CAMA inconsistent with the constitution
“A declaration that Section 839(1), (7) (a), and (10) of the CAMA are inconsistent with Section 4(8) of the constitution and thus unconstitutional, null. and void.
“A declaration that Section 839(1) and (7) (a) of the CAMA and regulations 28-30 of the constitution have a direct effect on the judicial power of the Federal High Court under Section 6(6) (b) of the constitution and is therefore void.
“An order striking down Sections 839(1), (7) (a) and (10), 842(1) and (2), 843, 851 and 854 of the CAMA for being unconstitutional.
“A declaration that Section 17(2) (a) and (d) of the CAMA demand an impossible and impracticable action; thus, void and for being impracticable and unknown to Law.”
Prayers of the plaintiff
The plaintiff also wants an order of perpetual injunction restraining and barring the defendants, whether acting by themselves or through any of their agents, privies, proxies, affiliates, subsidiaries, or any person or entity whatsoever from doing or carrying out any act or making any pronouncement or taking any step to give effect t or implementing and/continuing with any act to implement the provisions of sections 17(2) (a) and (d), 839(1), 842(1) and (2), 842(1) and (2), 842, 843, 851 and 854 of the CAMA against it or it’s agents as mentioned in Article 4 of its constitution, to prevent further contravention of the provisions of sections 4(8), 6(6)(b), 251(1)(e) and 251(3) of the 1999 Constitution.
The plaintiff, in an affidavit, averred that if CAC is allowed to suspend its Trustees and appoint interim managers to manage its affairs, it will be usurping its powers under the constitution and the powers of the standing committee and the plenary session which would not be in line with the constitution.
The CAC had, in its Preliminary Objections, opposed the suit filed against it by CAN.
It argued that “The Registered Trustees of the Christian Association of Nigeria;” as a non-juristic person, was unknown to law to institute and maintain the action.

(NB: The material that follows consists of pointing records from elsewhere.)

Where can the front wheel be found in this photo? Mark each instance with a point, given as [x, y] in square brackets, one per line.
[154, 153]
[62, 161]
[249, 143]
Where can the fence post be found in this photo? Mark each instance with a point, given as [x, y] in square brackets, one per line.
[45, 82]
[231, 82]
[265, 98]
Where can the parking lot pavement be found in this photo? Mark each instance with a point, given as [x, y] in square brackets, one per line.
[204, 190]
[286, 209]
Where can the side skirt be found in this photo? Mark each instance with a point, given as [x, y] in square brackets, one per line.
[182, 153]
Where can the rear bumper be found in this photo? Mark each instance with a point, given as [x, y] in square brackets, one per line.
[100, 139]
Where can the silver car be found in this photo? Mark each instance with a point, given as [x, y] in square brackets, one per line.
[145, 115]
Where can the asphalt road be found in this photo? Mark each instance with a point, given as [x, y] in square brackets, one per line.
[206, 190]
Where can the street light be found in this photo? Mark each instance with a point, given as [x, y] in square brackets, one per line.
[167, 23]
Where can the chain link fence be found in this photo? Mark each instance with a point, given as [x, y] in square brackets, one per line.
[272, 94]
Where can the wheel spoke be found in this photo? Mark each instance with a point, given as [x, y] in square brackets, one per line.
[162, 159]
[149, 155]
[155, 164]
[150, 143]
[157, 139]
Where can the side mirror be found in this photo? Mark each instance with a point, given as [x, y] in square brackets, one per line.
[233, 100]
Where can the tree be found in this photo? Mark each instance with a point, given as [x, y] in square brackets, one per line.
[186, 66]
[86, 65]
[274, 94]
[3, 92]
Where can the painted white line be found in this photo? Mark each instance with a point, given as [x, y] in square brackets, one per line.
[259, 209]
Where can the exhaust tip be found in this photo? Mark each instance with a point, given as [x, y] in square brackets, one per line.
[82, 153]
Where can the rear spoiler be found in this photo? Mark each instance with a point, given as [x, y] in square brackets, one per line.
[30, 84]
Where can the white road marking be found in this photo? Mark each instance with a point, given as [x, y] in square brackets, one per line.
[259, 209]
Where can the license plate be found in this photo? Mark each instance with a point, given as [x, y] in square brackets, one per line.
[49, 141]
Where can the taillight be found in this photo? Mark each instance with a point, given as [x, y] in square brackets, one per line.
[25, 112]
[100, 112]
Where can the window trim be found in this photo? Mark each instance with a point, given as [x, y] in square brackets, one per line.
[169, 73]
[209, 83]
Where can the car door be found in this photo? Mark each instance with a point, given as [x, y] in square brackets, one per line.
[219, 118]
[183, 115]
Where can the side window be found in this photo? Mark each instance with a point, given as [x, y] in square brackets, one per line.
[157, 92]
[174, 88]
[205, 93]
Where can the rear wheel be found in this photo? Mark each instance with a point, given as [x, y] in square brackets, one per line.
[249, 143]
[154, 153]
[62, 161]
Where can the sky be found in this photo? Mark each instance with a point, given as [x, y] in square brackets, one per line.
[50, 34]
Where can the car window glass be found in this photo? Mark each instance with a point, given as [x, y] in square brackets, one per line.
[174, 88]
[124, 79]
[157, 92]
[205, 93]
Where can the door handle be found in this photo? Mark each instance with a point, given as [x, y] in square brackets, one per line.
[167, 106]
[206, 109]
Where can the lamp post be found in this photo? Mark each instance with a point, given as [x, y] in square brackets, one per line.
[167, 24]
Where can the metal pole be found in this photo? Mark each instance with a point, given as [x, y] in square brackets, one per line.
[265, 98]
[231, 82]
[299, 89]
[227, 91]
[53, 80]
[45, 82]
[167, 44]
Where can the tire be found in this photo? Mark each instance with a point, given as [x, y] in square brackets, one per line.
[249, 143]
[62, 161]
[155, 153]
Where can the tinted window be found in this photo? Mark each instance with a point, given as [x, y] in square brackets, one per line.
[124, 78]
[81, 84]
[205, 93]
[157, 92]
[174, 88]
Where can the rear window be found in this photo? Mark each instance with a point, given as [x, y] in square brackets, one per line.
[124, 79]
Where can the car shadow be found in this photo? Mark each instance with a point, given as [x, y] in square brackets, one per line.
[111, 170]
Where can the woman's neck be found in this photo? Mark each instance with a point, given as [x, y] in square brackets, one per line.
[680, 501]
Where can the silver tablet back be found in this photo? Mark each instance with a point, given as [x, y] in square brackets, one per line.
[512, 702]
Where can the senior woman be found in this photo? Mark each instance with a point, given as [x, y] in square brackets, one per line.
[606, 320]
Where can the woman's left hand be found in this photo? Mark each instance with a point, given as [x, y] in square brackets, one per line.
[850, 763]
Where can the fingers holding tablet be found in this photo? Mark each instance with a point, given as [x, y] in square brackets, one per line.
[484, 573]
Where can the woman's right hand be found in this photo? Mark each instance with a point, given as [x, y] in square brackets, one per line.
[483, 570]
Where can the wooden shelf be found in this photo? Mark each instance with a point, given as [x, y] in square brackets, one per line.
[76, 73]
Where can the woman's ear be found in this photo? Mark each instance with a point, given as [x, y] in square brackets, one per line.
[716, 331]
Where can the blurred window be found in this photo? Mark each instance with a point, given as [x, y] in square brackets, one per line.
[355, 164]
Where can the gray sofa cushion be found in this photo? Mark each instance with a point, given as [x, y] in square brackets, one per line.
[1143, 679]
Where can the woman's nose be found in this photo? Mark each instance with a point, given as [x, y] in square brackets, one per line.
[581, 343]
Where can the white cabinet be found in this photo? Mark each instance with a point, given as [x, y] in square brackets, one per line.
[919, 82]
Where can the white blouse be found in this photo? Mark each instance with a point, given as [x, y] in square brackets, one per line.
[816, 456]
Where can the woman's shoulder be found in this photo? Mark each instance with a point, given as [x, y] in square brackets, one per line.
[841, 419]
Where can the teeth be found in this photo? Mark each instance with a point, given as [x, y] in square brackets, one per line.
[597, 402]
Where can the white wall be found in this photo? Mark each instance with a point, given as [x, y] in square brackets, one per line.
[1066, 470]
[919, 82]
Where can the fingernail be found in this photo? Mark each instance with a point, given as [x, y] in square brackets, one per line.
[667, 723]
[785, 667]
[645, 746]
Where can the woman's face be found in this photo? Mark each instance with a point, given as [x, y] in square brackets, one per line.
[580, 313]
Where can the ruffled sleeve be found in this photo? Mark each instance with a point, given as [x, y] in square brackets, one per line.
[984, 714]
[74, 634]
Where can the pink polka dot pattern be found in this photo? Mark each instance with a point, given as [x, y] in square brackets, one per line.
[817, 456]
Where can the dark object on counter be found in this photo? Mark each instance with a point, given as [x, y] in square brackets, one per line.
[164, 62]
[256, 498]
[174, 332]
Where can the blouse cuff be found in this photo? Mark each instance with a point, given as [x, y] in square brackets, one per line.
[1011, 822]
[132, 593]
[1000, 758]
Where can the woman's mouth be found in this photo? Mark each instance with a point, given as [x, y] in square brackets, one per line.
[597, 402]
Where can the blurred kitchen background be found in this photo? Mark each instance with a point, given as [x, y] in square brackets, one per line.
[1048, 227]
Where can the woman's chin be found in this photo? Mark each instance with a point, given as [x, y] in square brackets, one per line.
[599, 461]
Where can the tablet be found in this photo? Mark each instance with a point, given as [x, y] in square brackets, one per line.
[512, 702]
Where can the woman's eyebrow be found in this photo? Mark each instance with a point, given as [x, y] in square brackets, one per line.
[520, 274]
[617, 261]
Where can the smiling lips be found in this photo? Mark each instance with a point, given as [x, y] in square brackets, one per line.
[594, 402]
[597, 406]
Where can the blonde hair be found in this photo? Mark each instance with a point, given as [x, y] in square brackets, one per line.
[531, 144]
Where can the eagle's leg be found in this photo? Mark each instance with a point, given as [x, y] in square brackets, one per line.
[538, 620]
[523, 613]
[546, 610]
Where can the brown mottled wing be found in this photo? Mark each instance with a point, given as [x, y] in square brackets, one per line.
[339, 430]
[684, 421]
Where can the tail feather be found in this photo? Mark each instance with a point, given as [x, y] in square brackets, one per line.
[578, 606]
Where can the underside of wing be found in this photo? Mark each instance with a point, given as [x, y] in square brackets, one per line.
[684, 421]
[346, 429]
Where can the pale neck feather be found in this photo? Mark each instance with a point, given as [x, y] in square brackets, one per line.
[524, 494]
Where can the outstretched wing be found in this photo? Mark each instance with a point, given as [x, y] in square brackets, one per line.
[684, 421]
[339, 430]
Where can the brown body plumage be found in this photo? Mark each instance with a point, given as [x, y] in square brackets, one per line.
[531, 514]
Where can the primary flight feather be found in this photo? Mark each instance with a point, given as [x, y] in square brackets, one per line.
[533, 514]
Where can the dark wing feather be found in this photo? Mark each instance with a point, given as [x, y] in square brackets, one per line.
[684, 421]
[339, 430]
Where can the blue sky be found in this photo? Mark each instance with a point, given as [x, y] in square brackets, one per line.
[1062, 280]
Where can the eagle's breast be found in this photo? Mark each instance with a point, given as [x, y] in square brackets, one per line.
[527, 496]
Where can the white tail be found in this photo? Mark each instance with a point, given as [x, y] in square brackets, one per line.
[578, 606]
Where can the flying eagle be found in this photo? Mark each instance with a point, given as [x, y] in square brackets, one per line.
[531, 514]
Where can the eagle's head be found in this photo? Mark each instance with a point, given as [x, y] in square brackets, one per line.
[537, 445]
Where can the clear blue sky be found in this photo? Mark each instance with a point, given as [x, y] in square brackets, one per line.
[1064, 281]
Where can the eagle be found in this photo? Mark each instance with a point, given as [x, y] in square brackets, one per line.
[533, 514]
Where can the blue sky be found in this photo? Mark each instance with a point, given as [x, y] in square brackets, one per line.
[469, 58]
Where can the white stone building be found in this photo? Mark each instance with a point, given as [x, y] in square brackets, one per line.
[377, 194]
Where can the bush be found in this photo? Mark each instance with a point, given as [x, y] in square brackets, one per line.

“The plaintiff is not an entity registered under the Companies and Allied Matters Act and not one otherwise recognised as being vested with statutory rights of incorporation and bereft of the requisite locus standi, legal capacity, or competence to sue and maintain this action against the 1st defendant.
National Assembly asked to exempt Churches from CAMA
Meanwhile, some members of the public under the aegis of Concerned Nigerians have asked the National Assembly to exempt churches from the CAMA.
Protesting at the gate of the National Assembly, the group speaking through some of their spokesmen like Garba Umar reminded the government that since it is not funding the Church, its agencies cannot be given the power to control it.
They asked the Federal government to take off its hands from Church matters in order to avoid unnecessary crises in the polity.
The Senate organised a public hearing on the proposed amendment to the controversial law today where some stakeholders including some Civil Society Organisations, EFCC, CAC and CAN were in attendance to present their positions.